Robin McKie's gratuitous puff for GM crops in general and Golden Rice in particular continues your newspaper's GM campaign, which I am at a loss to understand. McKie has simply regurgitated the material fed to him by Adrian Dubock and the Golden Rice Humanitarian Board, and he appears not to have done any of the research which we have a right to expect from a senior journalist.  

He fails to understand that the key reason for the global opposition to Golden Rice is that the developers have never even tried to demonstrate that it is safe to eat. They never publicise the fact that it is a GM product. It is being used as a Trojan Horse by which a GM staple crop can be pushed into the global food supply chain without any regulatory control.  

As far as I know, the GM rice has never undergone any toxicology testing on either animals or human beings. (If such tests have been done, we do not know about them, and neither do the food regulators.) In other words, the Golden Rice Humanitarian Board is seeking to bypass established procedure with regard to GM crops for tactical and commercial reasons.
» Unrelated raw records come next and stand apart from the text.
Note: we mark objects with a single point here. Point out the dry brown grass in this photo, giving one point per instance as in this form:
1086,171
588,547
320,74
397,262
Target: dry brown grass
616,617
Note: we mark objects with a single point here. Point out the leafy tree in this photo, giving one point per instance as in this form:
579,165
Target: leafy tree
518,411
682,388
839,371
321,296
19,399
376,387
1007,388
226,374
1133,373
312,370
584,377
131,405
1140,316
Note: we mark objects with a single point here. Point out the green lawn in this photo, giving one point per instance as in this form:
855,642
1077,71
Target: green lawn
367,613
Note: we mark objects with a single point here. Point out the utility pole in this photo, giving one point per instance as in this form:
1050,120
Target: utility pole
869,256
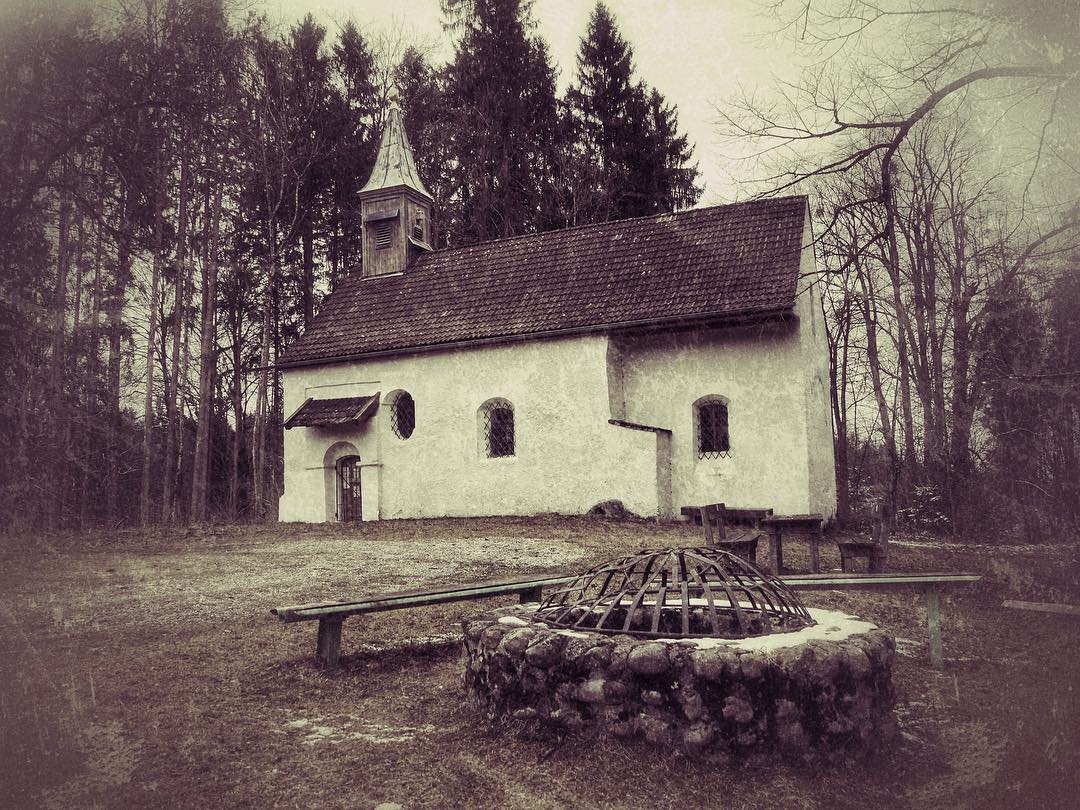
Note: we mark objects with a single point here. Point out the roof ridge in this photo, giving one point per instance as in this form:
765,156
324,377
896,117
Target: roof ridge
504,240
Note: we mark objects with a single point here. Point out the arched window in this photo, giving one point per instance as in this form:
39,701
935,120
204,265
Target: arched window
402,414
497,428
711,428
350,503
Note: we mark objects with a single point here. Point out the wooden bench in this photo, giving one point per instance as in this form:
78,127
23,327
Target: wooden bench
331,615
744,543
746,516
810,526
875,550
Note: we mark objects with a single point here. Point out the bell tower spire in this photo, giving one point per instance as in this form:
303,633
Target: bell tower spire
395,205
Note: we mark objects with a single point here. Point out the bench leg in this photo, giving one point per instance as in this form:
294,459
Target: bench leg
328,647
934,623
777,553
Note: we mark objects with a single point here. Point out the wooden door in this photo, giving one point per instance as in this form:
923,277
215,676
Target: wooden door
350,505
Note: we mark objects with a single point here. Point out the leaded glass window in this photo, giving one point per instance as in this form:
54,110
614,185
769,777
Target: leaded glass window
713,440
498,427
403,415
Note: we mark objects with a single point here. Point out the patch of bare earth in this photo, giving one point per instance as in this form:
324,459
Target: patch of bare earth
144,669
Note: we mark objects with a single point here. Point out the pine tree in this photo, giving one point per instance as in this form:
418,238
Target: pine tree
503,124
625,157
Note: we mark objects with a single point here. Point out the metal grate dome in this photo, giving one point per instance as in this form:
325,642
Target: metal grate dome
676,593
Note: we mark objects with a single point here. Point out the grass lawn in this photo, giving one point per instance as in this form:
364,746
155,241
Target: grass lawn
145,670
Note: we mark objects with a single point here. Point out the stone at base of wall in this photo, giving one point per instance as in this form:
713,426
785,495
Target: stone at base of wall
818,699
That might not scare Robin McKie, but it sure as hell scares me -- since I am quite convinced from a growing peer-reviewed literature that some -- and maybe all -- GM crops induce chronic toxic effects in mammals when they are consumed.

McKie seems to share the synthetic outrage of Dubock and others about the PR disaster associated with the testing of Golden Rice on Chinese children. It was a fiasco entirely of their own making, linked to the ongoing lie that Golden Rice is just an "ordinary" rice with enhanced beta-carotene in it. Would McKie like to have had his own children involved in a highly secretive feeding experiment if they and he had been kept in the dark about how the plant had been bred, and about the fact that it had never undergone any prior toxicology testing? Some years ago I was one of 32 scientists who took the Golden Rice Project and Tufts University to task for an earlier round of feeding trials which were equally secretive and equally dishonest.  

For our pains, Dubock referred to us as "degenerately immoral" and as "a failed bunch of cranks." That was very entertaining, but McKie has been around for quite long enough to know that those who promote Golden Rice are campaigning zealots who appear to have very little interest in sharing their science -- such as it is -- with the rest of the scientific community.